During the average sunset, first the red vision of the sun vanishes and then the yellow, green, blue and violet. Blue and violet flashes are less common than green flashes because a haze in the air removes the violet and the blue, too, leaving the green flash as the last spurt of light visible on the "top" of the sun. If the air is very clear, a "violet flash" occurs.
Guidelines in Seeking the Green Flash
The following are guidelines to optimize the novice's chances of viewing a green flash. These are general guidelines only and, as always with natural phenomenon, no hard and fast rules apply.
For eye protection reasons, it is not safe to stare right into the bright sun (eyes can be injured), so try to only look at the sunset when it is directly on the horizon. If you're hoping to catch the green flash, have someone else let you know when the sun reaches this level.
Flat horizons are best, so the Lake Huron Shoreline lends itself to ideal viewing conditions. Pick a bench, bring a lawnchair or blanket or view the sunset from the comfort of your car. Tall buildings, mountaintops, airplanes and air balloons also make great vantage points but are in limited supply here!
Reasonably clear air is more conducive to green flash sightings than smoggy or murky air often hanging over a city. Again, the Lake Huron Shoreline is blessed with clean air and a clear horizon.
Make the Image Bigger:
The majority of green flashes is teeny and, to the beginner, would pass unnoticed. Using binoculars or a camera viewfinder with a long telephoto lens is advisable. But remember, if it hurts your eyes to look at the bright sun, don't! Wait until the sun drops lower onto the horizon.

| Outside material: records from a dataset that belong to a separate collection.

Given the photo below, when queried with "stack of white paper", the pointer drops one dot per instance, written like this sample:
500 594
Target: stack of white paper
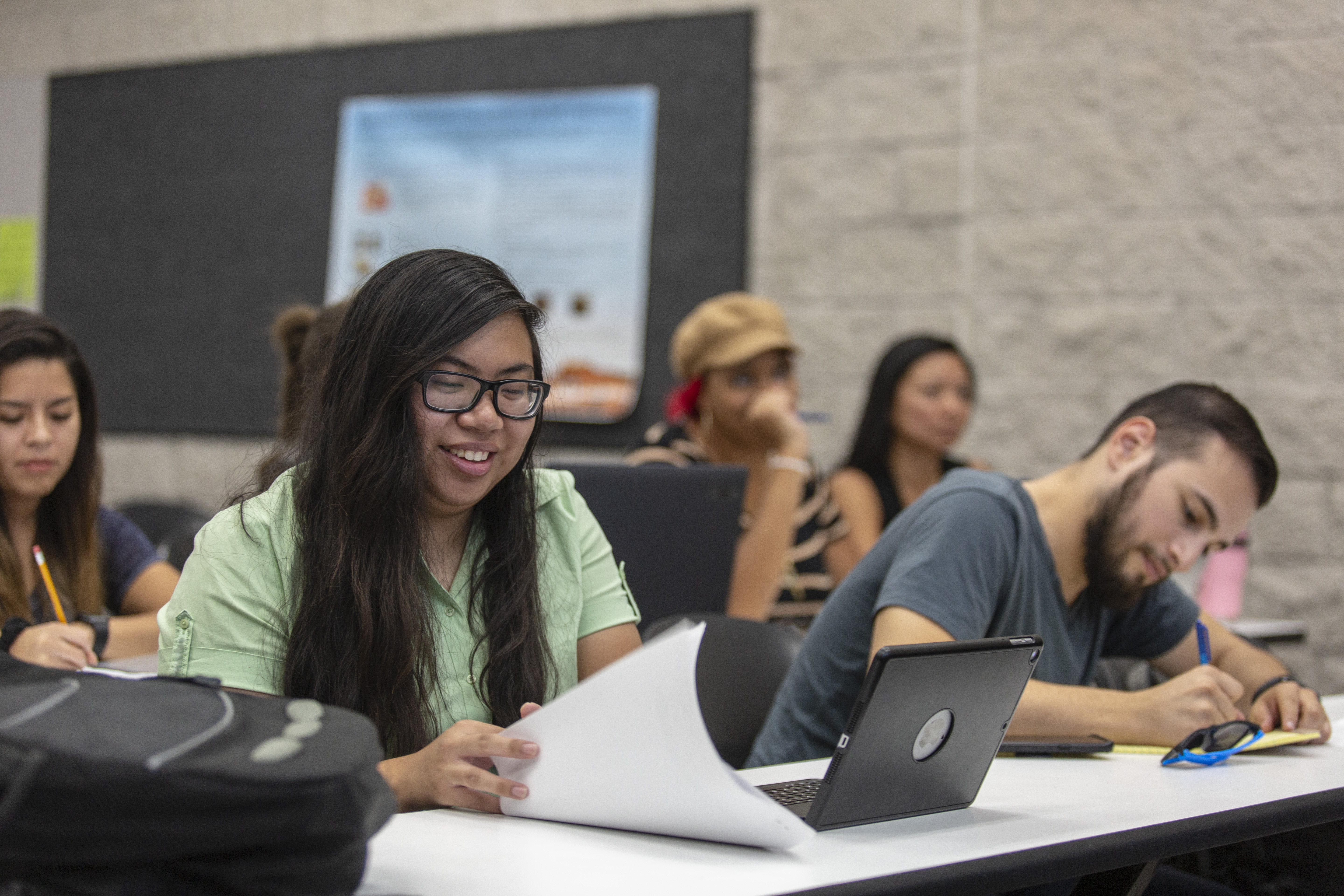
628 749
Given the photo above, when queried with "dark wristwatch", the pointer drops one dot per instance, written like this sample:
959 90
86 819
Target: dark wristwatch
10 632
100 632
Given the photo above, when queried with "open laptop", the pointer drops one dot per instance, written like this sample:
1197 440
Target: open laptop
923 733
675 528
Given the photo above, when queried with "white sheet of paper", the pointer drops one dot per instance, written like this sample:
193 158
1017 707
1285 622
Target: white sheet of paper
628 749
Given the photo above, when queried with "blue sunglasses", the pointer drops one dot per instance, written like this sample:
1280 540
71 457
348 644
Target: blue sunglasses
1214 743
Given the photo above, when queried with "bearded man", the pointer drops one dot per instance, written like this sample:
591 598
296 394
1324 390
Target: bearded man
1080 557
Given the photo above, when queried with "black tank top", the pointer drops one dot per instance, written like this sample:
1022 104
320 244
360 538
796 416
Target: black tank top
888 490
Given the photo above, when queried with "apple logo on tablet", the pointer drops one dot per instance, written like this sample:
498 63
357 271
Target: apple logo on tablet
933 735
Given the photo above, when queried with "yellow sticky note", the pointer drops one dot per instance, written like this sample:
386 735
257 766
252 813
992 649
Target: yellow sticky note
18 261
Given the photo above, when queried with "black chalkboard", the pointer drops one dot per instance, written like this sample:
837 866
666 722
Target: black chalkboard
186 205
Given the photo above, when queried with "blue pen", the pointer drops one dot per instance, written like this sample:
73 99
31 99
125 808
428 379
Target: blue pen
1202 635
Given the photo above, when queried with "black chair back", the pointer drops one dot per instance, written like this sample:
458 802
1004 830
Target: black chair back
171 527
737 675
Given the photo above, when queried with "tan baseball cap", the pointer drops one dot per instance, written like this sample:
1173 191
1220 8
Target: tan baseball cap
725 331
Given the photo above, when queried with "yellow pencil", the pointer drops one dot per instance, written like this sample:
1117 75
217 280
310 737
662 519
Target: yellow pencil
52 586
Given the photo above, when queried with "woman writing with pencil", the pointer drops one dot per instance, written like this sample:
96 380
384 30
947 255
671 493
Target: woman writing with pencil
96 559
414 566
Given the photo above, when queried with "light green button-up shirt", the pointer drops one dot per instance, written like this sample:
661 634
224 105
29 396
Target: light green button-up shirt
230 612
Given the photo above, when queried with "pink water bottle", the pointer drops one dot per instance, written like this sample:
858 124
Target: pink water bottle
1225 573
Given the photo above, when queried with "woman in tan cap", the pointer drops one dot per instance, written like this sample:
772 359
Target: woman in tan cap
738 405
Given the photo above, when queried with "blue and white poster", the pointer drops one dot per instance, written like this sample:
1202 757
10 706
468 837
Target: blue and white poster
554 186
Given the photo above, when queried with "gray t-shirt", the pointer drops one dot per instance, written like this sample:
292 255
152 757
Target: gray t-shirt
970 555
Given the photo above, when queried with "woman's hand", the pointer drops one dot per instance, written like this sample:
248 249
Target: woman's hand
454 769
772 414
57 645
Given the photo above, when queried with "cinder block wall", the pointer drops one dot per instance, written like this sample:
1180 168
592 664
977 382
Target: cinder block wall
1095 197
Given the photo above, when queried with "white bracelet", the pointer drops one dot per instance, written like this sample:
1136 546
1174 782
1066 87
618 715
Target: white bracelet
785 463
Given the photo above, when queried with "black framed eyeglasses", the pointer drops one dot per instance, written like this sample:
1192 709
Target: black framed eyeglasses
1214 743
454 393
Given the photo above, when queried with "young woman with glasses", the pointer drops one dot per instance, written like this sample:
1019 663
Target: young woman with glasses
107 574
414 566
738 405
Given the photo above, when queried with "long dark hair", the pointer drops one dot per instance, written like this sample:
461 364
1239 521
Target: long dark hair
873 441
362 635
68 519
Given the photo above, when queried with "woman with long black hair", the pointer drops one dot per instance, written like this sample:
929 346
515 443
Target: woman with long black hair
107 574
918 405
414 566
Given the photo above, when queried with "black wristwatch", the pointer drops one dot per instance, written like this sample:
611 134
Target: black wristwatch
100 632
11 629
1273 683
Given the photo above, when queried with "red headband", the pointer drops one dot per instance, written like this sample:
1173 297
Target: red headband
682 401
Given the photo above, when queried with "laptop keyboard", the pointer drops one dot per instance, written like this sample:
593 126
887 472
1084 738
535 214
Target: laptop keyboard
794 793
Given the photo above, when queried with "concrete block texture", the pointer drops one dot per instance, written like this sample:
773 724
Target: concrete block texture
1096 197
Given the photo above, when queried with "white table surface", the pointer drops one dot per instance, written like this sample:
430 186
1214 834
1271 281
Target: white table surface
1025 804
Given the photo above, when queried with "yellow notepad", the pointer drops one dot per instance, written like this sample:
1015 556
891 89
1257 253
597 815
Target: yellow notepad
1277 738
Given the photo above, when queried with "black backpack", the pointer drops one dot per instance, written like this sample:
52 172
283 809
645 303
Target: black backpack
175 786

Green flashes usually occur when the water temperature is warmer than the air, so during the summer months is not necessarily the best viewing time on Lake Huron. Flashes are dependent on the weather, latitude and season. Good conditions are often created the day after a cold front passes through.
Hang around and watch the horizon for a bit after the sun sets. You may be rewarded by seeing the sun reappear and give a green flash or you may witness a "Green Ray" display.